Bullying e eventualidade de rever metodologias
O professor não está completamente preparado para lidar com o problema do bullying nas escolas do ensino fundamental e médio. Palavras da professora Marlei Fernandes Carvalho, presidente do Sindicato dos Trabalhadores da Educação do Paraná, a APP-Sindicato. E se não sabe lidar, não levará o aluno a evitar isso. O bullying é um termo inglês que define as agressões mútuas físicas, verbais ou outras entre alunos, no âmbito das escolas.
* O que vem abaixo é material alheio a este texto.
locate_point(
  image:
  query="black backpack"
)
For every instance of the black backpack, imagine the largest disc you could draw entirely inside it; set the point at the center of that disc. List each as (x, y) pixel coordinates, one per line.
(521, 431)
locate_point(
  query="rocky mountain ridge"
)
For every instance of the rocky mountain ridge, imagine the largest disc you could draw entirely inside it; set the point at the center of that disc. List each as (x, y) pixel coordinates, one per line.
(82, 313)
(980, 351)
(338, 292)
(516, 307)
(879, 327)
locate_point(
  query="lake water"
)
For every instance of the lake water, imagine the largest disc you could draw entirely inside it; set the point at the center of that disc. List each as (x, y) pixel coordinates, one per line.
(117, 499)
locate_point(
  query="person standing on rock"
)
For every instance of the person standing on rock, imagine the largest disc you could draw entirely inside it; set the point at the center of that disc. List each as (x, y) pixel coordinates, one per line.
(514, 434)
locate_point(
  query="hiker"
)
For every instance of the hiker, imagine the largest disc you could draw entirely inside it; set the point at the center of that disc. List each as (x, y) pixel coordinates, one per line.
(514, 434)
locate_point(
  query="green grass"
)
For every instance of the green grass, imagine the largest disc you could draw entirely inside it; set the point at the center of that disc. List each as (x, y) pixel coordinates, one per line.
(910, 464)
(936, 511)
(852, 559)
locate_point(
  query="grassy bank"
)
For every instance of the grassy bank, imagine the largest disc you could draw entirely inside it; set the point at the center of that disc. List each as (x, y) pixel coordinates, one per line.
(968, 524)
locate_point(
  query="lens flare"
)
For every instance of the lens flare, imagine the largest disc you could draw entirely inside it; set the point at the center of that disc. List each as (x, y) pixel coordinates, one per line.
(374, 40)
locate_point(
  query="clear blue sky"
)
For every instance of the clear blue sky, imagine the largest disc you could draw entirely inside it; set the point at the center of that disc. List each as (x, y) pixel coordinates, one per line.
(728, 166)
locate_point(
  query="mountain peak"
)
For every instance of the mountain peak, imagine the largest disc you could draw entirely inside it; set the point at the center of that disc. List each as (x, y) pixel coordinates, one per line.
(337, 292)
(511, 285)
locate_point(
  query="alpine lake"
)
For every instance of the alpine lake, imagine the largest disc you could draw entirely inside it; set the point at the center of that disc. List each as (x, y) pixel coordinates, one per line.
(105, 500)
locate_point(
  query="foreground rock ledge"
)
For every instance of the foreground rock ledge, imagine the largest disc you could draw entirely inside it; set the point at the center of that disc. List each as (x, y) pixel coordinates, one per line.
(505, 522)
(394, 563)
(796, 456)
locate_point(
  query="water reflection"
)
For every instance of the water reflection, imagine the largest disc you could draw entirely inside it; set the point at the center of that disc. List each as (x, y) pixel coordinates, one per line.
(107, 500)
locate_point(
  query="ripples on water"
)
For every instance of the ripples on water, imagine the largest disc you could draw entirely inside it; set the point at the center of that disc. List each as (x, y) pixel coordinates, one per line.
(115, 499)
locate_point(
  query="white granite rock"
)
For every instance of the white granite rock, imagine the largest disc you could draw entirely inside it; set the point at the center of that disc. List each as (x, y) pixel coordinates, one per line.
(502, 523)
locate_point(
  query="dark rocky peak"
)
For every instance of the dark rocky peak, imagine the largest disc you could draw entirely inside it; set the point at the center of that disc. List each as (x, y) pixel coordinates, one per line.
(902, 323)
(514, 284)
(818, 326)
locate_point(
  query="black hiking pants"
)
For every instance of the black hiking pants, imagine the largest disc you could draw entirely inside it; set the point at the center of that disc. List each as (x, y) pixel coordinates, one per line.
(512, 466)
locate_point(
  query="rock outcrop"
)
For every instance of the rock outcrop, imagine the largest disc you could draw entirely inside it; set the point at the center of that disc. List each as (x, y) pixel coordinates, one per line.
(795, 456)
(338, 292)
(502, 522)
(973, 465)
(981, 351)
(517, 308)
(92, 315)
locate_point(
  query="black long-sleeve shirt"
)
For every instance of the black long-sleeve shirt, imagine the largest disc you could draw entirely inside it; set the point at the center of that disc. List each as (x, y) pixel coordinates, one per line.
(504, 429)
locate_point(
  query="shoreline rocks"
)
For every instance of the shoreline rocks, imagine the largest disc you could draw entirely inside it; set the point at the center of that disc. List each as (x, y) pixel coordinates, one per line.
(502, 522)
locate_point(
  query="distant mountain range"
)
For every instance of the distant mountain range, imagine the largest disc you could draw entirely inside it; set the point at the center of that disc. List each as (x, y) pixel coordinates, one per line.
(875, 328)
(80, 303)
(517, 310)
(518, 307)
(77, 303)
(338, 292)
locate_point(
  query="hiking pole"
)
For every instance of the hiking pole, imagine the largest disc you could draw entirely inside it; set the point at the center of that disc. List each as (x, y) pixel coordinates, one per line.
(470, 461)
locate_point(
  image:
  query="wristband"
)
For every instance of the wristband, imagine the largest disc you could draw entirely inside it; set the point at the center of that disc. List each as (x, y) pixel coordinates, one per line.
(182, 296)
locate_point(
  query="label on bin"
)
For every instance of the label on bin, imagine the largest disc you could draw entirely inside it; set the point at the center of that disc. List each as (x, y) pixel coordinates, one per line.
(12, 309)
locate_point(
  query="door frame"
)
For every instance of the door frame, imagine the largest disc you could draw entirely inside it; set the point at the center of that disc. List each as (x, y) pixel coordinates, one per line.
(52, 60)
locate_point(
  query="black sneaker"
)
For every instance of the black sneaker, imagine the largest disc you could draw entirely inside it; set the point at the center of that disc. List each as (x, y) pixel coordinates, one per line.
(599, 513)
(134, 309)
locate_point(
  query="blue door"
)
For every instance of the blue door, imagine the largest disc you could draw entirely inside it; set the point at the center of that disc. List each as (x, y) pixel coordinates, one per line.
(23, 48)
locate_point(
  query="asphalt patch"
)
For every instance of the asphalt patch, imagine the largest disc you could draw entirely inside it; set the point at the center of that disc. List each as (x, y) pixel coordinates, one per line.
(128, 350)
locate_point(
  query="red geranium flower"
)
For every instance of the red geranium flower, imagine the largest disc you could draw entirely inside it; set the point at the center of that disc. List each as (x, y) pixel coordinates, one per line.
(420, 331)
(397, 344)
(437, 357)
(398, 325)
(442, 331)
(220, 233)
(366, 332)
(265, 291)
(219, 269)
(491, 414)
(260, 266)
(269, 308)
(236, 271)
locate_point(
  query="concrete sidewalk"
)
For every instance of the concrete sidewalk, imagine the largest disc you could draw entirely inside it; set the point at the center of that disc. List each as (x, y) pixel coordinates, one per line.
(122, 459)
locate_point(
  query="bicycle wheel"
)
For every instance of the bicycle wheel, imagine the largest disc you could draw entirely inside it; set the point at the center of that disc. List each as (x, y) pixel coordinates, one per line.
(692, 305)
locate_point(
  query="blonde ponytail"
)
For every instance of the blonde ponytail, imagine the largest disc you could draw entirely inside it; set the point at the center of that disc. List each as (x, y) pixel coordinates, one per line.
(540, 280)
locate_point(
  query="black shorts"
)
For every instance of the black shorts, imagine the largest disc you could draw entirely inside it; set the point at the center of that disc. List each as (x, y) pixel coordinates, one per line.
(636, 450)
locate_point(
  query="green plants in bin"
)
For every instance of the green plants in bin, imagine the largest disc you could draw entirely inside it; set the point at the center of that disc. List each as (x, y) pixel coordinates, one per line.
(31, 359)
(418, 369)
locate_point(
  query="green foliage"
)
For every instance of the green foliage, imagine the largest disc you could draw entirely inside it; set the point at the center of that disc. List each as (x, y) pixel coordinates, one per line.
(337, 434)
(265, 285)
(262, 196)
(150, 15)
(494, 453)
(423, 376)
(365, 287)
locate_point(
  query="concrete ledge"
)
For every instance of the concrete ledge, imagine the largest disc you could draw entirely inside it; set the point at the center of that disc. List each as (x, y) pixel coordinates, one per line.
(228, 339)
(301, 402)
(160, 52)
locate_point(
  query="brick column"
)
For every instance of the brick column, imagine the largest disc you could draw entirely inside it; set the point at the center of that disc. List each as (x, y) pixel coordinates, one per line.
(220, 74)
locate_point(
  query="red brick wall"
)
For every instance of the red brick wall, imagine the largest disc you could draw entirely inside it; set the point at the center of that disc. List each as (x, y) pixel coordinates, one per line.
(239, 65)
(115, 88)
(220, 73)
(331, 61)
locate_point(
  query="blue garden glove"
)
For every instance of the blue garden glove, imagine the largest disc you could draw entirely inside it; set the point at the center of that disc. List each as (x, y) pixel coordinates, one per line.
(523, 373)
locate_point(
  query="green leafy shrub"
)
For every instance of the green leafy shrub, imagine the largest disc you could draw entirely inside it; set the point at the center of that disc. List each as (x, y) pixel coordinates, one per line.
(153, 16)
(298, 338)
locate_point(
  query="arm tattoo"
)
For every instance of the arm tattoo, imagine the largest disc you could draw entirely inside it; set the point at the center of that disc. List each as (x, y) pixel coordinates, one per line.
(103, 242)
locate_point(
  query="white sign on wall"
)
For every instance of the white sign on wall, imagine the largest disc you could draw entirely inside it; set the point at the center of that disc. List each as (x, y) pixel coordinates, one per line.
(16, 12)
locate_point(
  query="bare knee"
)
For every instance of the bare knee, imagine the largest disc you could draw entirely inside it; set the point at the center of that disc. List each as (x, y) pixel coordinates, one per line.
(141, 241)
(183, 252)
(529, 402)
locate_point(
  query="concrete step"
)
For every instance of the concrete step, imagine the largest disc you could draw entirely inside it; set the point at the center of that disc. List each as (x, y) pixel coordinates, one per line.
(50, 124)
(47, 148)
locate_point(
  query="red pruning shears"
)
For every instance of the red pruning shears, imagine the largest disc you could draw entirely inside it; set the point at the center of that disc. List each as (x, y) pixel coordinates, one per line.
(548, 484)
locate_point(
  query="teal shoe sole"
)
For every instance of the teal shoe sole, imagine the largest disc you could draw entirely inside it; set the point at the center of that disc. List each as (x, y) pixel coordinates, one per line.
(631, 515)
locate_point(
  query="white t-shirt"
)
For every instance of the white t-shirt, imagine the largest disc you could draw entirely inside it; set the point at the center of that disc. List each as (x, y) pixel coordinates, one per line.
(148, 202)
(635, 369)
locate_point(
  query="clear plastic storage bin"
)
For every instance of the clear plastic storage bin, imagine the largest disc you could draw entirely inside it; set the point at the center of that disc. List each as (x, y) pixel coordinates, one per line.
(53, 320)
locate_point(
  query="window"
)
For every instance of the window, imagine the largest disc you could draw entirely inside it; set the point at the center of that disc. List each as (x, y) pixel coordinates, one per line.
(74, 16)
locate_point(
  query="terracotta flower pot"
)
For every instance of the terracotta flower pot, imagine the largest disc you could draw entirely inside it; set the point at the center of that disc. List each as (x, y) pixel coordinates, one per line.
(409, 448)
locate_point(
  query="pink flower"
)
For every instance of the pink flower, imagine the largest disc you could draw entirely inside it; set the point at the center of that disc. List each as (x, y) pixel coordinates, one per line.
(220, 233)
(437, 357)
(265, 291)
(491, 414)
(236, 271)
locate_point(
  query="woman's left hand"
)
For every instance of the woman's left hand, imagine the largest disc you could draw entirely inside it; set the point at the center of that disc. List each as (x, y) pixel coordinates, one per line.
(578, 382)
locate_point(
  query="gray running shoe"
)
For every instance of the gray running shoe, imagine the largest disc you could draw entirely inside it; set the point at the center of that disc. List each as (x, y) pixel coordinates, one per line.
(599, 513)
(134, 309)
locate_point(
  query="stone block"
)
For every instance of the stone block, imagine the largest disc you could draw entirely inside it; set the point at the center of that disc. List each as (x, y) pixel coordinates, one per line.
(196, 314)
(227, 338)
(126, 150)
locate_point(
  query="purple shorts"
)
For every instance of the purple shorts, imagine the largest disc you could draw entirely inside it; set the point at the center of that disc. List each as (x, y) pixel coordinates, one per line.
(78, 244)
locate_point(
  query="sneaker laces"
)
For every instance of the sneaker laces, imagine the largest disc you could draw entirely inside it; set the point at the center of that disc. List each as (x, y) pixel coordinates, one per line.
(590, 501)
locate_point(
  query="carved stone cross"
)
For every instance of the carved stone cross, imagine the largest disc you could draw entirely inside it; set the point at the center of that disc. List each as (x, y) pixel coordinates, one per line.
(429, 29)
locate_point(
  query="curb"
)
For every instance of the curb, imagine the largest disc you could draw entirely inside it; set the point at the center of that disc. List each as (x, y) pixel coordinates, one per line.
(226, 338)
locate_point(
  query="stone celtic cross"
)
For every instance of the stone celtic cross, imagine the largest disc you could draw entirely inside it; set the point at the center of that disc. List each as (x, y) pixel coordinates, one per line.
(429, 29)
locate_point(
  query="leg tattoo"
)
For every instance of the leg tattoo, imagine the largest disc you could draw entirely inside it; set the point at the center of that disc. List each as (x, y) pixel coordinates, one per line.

Pesquisa feita em Curitiba, Goiania, Governador Valadares e Teresina atesta que 70% dos estudantes já agrediram ou foram agredidos, na escola, no mínimo por xingamentos ou apelidos depreciativos. A escola é um dos pilares da formação do individuo, e se ela não tem uma metodologia que vise corrigir ou ao menos atenuar esse mal, então poucas esperanças restam de que, por essa via educacional, sejam forjados cidadãos que não sejam igualmente agressivos na idade adulta.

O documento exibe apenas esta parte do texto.